The hacker appeared to be the reigning (sic) “Spelling Be” champion of South Sudan.
How do we know this post isn’t fake? Perhaps it’s all part of the ruse.
How do we know you’re the real you? This all could be part of the plan!
Congratulations everyone on the quick fix/mitigation!
I had an issue of being logged out of my account and could not log back in, after closing and reopening the site, closing browser, etc until I cleared my cookies, then it let me back in. If that helps anyone.
Likewise. I tried to log in but nothing would happen. I had to clear out my browser cookies first.
I’m just glad the account isn’t gone completely.
I can’t log into my account anymore, this one is a new one I’ve just made. I tried to reset my password but nothing came in the mailbox. I can still see comments and posts from that account though.
It’s this one:
And I don’t know why but I can’t save the profile pic for this account.
Edit: Nvm, I use another email to sign up for Lemmy and forgot about it
You need to delete all cookies for lemmy.world in your browser, then log in again.
nvm, I used my other email for Lemmy and completely forgot about it :v , I can log back in now
I think I fucked up, I check the 2FA on the new account but didn’t click on send 2FA code, now I can’t log back in to edit the comment
edit: I have another tab opened with that account and it’s still fine, I’ve just edited the comment
Excellent, thanks for the quick response ruud and admins.

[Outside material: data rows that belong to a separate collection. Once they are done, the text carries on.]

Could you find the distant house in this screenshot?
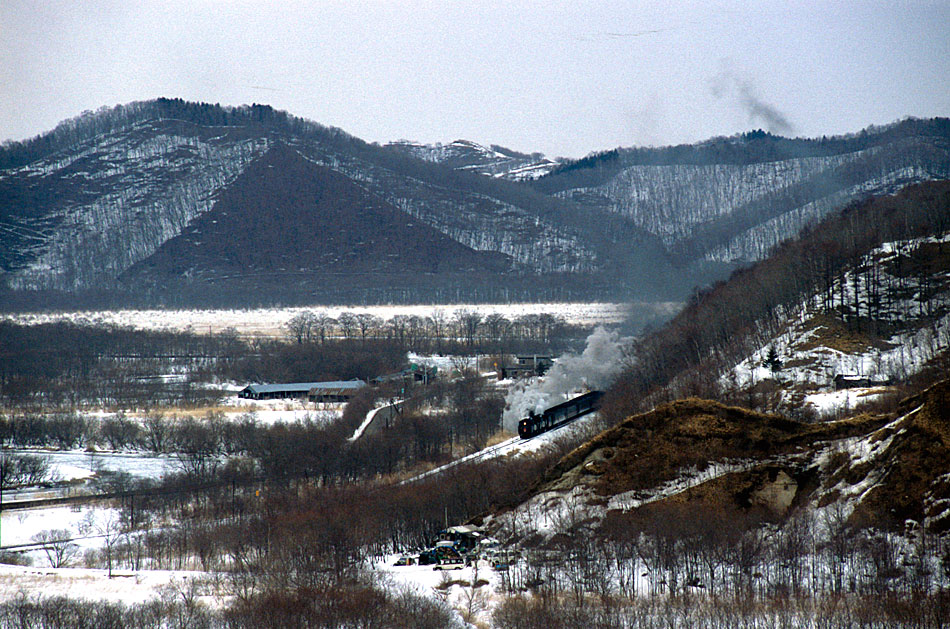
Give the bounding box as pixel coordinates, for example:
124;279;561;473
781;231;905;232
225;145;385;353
498;354;554;380
307;380;366;404
835;373;891;391
373;363;439;384
238;380;366;401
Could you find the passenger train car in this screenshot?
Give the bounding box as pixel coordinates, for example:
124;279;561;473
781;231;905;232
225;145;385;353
518;391;604;439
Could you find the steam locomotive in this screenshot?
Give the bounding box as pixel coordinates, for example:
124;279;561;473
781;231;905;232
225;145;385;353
518;391;604;439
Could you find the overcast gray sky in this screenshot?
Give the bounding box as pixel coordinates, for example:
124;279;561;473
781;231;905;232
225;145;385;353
0;0;950;157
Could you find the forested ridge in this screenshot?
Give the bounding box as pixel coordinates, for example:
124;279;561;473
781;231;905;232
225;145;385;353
614;181;950;420
0;98;950;307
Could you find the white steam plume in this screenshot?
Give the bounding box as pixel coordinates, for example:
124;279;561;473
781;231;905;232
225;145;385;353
502;327;623;432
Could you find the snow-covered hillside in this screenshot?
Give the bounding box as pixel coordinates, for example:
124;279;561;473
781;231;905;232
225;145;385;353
720;235;950;415
387;140;558;181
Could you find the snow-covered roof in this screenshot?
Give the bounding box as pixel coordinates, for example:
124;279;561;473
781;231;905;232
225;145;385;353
244;380;366;393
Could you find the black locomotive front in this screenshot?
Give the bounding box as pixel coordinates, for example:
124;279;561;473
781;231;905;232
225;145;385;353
518;391;604;439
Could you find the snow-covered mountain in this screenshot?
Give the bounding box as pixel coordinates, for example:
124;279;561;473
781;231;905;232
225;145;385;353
0;99;950;301
387;140;560;181
536;118;950;263
0;99;624;302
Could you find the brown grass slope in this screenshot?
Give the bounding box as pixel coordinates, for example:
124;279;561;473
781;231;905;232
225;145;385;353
853;380;950;533
532;380;950;531
541;398;887;495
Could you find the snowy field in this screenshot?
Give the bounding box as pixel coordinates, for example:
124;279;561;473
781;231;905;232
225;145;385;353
0;303;632;337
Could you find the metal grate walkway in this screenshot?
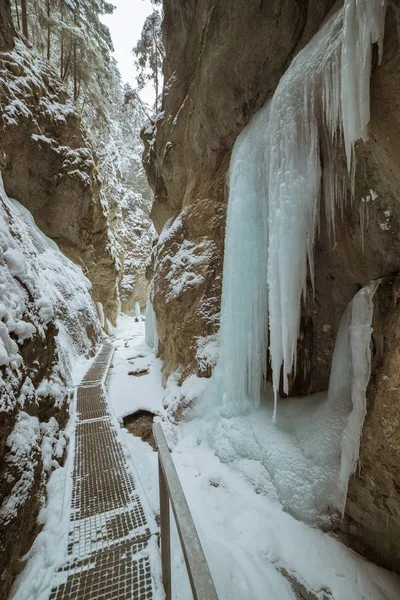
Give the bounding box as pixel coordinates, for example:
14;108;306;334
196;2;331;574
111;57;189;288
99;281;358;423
50;344;158;600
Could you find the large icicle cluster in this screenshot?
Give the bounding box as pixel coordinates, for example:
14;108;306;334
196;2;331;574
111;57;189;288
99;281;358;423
219;0;386;414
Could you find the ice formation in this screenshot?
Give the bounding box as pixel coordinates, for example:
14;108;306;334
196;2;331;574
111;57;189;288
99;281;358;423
145;296;158;354
0;175;99;411
135;301;141;321
217;0;386;418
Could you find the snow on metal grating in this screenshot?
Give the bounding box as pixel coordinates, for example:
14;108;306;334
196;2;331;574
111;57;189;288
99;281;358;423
76;385;108;421
50;541;153;600
50;346;158;600
81;346;113;386
68;497;150;559
72;419;139;519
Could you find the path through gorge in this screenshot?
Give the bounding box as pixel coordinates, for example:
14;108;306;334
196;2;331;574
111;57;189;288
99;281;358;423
11;317;400;600
0;0;400;600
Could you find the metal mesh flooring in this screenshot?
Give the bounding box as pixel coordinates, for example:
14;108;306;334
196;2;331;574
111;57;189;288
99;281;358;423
50;345;157;600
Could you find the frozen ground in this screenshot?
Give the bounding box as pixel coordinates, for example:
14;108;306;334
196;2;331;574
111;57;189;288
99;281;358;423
109;317;400;600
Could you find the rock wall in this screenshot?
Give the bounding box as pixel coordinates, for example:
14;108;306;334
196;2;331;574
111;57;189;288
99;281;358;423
144;0;334;375
147;0;400;571
0;0;106;600
341;275;400;571
0;9;119;322
0;180;100;600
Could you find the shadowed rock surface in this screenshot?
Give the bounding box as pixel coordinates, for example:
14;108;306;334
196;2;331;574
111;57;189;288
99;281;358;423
143;0;400;571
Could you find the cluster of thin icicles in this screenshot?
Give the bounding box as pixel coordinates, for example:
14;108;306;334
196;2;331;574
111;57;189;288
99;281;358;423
219;0;386;416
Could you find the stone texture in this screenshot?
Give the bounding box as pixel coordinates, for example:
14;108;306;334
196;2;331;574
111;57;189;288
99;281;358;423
0;0;14;51
292;9;400;394
342;275;400;572
0;41;119;323
144;0;334;375
144;0;400;571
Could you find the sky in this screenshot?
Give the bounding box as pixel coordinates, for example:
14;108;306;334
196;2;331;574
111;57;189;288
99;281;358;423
102;0;154;104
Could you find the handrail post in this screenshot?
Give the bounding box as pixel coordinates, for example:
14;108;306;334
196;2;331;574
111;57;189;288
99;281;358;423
158;456;172;600
153;423;218;600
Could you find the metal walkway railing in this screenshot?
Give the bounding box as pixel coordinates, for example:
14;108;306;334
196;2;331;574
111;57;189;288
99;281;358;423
153;423;218;600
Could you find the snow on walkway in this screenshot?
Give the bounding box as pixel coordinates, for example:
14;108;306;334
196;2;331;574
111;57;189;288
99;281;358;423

Is this why I can’t log in on Chrome? I switched to Firefox and it worked.
No. This was during a pretty specific time yesterday night.
What time?
“Rotated JWT secret which invalidated all existing cookies” Could have a lasting effect on some accounts.
deleted by creator
Yah, I noticed my Lemmies auto-corrupted to Lemurs.
I don’t care. I’m keeping it.
Lemurs are cute.
auto-corrupted
Had to re-login in the Connect app
Interesting.
Attackers started changing site settings and posting fake announcements etc
So at least that wasn’t 100% malicious, otherwise they could’ve kept the vuln hidden and just collect data and whatnot.
On the other hand, who cared enough about Lemmy to hack it? Weird.
On the other hand, who cared enough about Lemmy to hack it? Weird.
This one: https://lemmy.world/u/LMAO
Wow … what a loser.
Why those kind of people exist? GET A F"+$+ LIFE
Why those kind of people exist?
Lack of friends compensated with an inflated sense of entitlement.